Primary Gout in a 6-Year-Old Girl Presenting as a Foot Mass: A Case Report

A report describes a case of a 6-year-old girl who presented with swelling on the lateral dorsum and little toe of her right foot, initially measuring approximately 0.5 cm in diameter in April 2023, and diagnosed as a "vascular malformation" at a local hospital. Despite topical sirolimus treatment, the lesion gradually enlarged to 1.5 cm by August 2023. At this point, a second opinion suggested a "thick fluid cyst." The family opted for conservative follow-up. Over time, the swelling increased to 2.5 cm, and the patient was diagnosed with a "sebaceous cyst" in November 2023 and was given oral antibacterial drugs and hot compresses. By January 2024, it reached 4 cm, causing pain and difficulty wearing shoes, prompting hospital admission.

On admission, the patient's blood pressure was 108/66 mmHg (90th percentile), weight 29 kg (97th percentile), height 130 cm (75th percentile), and body mass index (BMI) 17.2 kg/m² (90th percentile). Examination revealed a 4-cm oval, soft, broad-based swelling with slight redness over the lateral dorsum of the right foot, without tenderness, open wounds, bleeding, or bony friction. Systemic examination was unremarkable.
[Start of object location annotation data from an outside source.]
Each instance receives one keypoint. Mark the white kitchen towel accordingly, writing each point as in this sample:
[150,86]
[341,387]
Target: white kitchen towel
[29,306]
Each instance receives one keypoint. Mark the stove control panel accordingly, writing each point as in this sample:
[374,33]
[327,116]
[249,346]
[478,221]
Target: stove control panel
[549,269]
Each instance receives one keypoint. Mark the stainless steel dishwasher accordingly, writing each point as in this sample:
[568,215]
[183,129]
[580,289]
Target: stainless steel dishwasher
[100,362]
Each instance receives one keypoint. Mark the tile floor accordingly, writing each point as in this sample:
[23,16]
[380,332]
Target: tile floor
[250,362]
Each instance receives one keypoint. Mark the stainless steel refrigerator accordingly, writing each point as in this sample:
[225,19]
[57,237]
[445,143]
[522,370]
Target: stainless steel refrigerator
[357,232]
Patient's father had a history of gout, and the patient revealed a history of regular consumption of high-fructose beverages for the past 2 years. Laboratory testing showed elevated serum uric acid at 6.25 mg/dL, while other parameters, including renal and hepatic function, blood counts, inflammatory markers, autoantibodies, immunoglobulins, and lymphocyte subsets, were within normal limits. Urinary tract ultrasonography was routine.
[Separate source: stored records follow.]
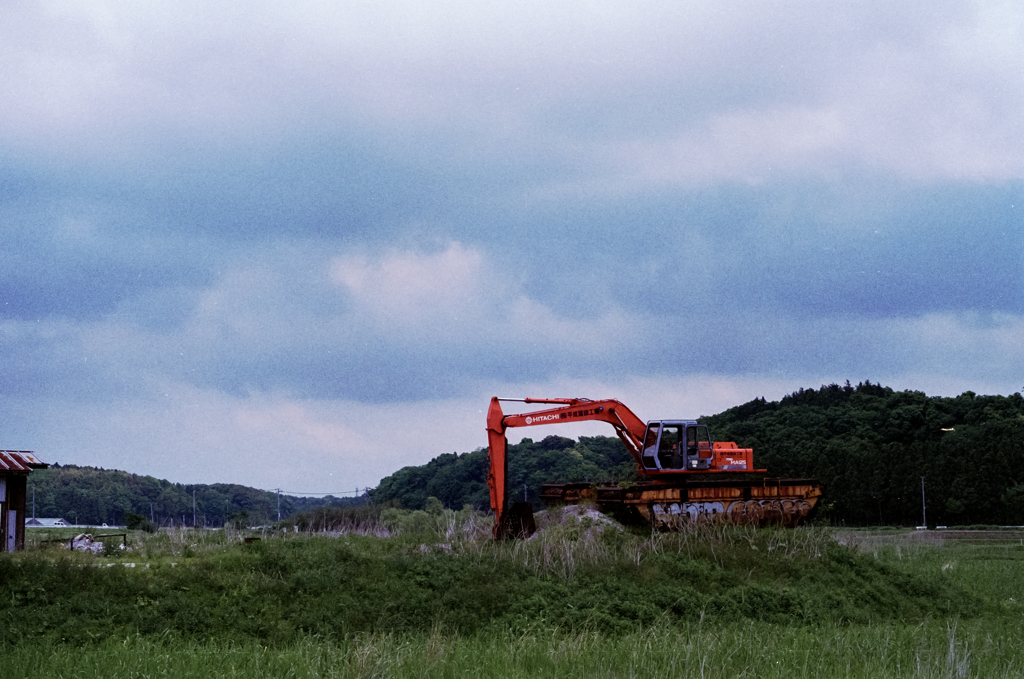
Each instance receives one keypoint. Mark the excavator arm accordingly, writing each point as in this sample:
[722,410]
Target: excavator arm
[629,427]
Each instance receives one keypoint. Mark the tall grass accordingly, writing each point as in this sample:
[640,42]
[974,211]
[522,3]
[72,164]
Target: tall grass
[748,649]
[440,598]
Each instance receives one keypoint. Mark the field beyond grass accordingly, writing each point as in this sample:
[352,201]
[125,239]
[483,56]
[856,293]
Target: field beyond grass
[441,599]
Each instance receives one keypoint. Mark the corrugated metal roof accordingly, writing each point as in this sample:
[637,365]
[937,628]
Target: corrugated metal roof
[19,461]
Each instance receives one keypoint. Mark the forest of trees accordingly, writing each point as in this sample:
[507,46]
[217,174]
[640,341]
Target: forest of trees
[868,444]
[91,496]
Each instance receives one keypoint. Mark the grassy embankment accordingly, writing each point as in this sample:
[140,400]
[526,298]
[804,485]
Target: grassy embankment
[713,601]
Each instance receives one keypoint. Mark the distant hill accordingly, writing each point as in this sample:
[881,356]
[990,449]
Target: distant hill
[869,446]
[94,496]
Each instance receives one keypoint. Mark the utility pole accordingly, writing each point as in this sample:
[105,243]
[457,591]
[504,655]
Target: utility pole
[924,510]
An ultrasound of the foot revealed a subcutaneous mass over the fifth toe and the lateral foot. Radiographs showed a dense nodular mass around the fifth metatarsal and phalanges. Magnetic resonance imaging (MRI) revealed abnormal subcutaneous soft tissue signal between the fourth and fifth toes and the right foot's lateral aspect of the fifth metatarsal. Enhanced computed tomography (CT) confirmed dense soft tissue shadows in the same region. Based on the patient's history and the clinical, laboratory, and imaging findings, a diagnosis of primary gout with hyperuricemia was made.

Surgical excision of the mass was done. Postoperatively, serum uric acid increased to 9.6 mg/dL. Histopathology showed extensive urate crystal deposits and multinucleated giant cell reaction within fibrous tissue, confirming gout. Genetic testing via next-generation sequencing identified variants in ABCG2 (c.421C>A), SLC2A9 (c.881G>A), SLC22A12 (c.831-192C>A), and MTHFR (c.677C>T). Metabolic investigations, including urinary organic acids, amino acids, and acylcarnitine profiles, were normal.

The patient was started on a low-purine diet, oral febuxostat 10 mg/day, sodium bicarbonate 0.25 g three times daily, and increased hydration. Follow-up showed gradual normalization of serum uric acid to 4.48 mg/dL, good wound healing, and absence of pain or recurrence. The patient has been under regular outpatient follow-up for 1 year.